Three small girls at a table string beads with deep concentration. They are taking part in a three-day jewelry workshop held at the Heliopolis branch of Diwan bookstore that started last Thursday.

The workshop is supervised by Egyptian artist Magda Abou el-Fetouh, who intervenes only when one of the budding artists asks for help.

“On the first day, I thought I would give them a lecture on how to create jewelry,” explains Magda. “As soon as they understood how to choose the right size of string for a bracelet, ring or necklace, they stopped paying attention and immediately started designing exactly what they wanted.”

Delighted by the creative mood of her “students,” Magda is also surprised by how childred reflects their personalities in the pieces they design.

Indicating an eccentric-looking bracelet made entirely of long and pointy beads, Magda asks the bracelet’s creator about her choice of material. The child responds spontaneously: “I like it wild.”

Other kids are more drawn to symmetry, or opt for a careful choice of colors, reproducing patterns. “I don’t like to interfere or guide their choice of colors because to me, it interrupts a process of creation that is vital,” explains Magda, who is carefully re-stringing the beads from a necklace that has fallen apart.

The girls alternate between periods of intense creation that monopolize all their attention, and joyful moments that consist of inadvertently dropping beads on the floor and looking for them, crawling around and shrieking with fun.

Kenzi, ten, says she will have ten days of holidays soon and hopes to come to the workshop every day. Hearing this statement, Magda raises an eyebrow. She would like to hold the workshops more regularly, but only on a monthly basis. “I can imagine organizing jewelry and also painting workshops once a month, but I also need to keep time for myself and my own creations.”

“I am also considering having an advanced jewelry class for these students,” she says, watching the young girls delicately picking beads from their plates, “because they really have talent.”  

Leila matches colors for the jewelry set she is finishing. With an impish smile she explains that her next creation will be purple “because this is my mum’s favorite color.” She grabs my finger to measure the right size of string.

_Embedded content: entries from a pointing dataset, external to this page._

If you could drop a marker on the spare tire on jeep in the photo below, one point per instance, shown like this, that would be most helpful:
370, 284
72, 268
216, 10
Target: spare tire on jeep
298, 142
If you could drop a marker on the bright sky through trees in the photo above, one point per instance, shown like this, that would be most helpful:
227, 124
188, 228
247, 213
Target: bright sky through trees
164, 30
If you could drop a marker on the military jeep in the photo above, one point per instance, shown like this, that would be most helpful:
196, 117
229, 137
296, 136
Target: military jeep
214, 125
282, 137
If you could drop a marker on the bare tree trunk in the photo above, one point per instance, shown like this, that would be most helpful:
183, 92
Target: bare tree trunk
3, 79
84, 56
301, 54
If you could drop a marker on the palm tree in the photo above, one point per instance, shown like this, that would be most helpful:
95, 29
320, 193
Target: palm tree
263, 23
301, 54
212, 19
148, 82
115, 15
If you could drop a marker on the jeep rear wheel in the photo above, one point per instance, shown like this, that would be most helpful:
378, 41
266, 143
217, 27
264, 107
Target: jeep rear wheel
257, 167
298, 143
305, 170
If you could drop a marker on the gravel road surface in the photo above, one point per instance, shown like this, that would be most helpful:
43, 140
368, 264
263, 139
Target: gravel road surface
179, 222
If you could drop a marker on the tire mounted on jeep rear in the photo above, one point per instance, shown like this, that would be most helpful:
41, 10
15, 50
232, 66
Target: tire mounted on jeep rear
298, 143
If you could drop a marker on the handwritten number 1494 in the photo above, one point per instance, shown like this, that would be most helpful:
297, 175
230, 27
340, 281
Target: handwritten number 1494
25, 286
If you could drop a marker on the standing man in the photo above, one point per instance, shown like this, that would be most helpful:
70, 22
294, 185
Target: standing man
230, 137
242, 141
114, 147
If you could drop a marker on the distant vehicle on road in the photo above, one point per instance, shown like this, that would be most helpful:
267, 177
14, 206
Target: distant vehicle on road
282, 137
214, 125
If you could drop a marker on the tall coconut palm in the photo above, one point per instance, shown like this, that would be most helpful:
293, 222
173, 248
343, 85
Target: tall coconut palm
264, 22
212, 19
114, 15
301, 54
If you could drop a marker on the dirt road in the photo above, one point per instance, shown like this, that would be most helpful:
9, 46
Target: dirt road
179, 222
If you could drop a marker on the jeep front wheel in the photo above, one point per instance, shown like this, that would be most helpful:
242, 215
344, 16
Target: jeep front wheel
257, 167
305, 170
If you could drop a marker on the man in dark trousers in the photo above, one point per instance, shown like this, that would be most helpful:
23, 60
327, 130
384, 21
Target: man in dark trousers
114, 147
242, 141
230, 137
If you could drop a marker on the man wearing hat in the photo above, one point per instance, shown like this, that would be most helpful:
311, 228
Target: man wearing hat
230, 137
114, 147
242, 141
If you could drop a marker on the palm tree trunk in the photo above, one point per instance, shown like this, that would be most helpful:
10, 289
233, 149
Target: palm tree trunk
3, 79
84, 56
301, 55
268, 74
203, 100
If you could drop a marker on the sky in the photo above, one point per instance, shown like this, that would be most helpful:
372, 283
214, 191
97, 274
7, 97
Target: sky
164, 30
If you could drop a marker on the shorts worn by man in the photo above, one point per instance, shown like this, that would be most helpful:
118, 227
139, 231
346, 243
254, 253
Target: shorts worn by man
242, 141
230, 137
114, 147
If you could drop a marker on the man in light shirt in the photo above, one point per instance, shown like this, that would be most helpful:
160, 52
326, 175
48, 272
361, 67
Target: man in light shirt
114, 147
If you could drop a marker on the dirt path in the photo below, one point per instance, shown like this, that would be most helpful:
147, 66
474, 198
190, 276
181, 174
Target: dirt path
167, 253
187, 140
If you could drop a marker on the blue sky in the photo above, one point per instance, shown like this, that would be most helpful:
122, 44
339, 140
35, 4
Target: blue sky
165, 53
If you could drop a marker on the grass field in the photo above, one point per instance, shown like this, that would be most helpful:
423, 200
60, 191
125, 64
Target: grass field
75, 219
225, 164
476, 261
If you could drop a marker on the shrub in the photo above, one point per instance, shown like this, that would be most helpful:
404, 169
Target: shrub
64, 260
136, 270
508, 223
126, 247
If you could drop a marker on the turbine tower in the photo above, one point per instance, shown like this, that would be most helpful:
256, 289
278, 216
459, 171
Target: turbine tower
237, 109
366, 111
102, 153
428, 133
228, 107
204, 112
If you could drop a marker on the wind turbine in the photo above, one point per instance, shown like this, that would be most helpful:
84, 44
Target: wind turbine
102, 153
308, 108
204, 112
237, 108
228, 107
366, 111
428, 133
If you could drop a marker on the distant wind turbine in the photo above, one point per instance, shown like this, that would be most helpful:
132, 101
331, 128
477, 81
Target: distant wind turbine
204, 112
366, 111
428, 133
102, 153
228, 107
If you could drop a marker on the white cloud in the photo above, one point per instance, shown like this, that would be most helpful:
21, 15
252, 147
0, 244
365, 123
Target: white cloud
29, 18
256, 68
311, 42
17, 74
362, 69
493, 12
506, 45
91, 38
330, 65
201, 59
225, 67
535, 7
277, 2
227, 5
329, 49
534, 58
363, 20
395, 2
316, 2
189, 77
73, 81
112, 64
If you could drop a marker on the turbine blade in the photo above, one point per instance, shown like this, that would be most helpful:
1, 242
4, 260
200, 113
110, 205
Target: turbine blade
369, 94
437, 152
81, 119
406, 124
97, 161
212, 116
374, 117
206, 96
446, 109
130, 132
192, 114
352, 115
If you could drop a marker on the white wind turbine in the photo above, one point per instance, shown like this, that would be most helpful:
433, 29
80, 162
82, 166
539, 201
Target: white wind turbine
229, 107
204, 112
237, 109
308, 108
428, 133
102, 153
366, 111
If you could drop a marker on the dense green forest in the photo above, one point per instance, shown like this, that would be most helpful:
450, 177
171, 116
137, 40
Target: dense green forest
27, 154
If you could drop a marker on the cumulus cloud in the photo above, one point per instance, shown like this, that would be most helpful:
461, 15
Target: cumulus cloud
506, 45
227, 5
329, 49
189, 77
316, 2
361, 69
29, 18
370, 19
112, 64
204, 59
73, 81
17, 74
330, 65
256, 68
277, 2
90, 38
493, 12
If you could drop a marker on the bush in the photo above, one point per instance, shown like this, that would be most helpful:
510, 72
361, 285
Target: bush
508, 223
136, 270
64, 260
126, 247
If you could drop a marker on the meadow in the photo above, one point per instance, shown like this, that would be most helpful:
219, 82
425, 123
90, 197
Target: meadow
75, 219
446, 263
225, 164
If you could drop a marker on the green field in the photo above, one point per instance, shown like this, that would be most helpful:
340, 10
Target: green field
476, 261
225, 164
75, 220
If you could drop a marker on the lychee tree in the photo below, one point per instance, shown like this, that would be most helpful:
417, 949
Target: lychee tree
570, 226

Particularly astonishing is Soheil, a four-and-a-half-year-old boy who has designed a necklace and bracelet for his girlfriend. “He came to accomplish this mission, picked his girlfriend’s favorite colors, pink and turquoise, and refused to thread a single bead for anyone else!” Magda says.

Christina, a seven-year-old brunette is calmly finishing a bracelet. “I knew how to do necklaces already, but I never made a ring before and it’s really nice,” she says, blushing slightly.

When the moms came to pick up their children at the end of the second day, Magda says they inquired about adult classes and started “helping” their kids out with the beads. “They wanted to play too,” she says.

The three-day workshop costs LE185 and Magda hopes to offer it again soon, not only for the benefit of the children, but also for herself: “Children always bring a new mood and new dynamism, two qualities essential for an artist.”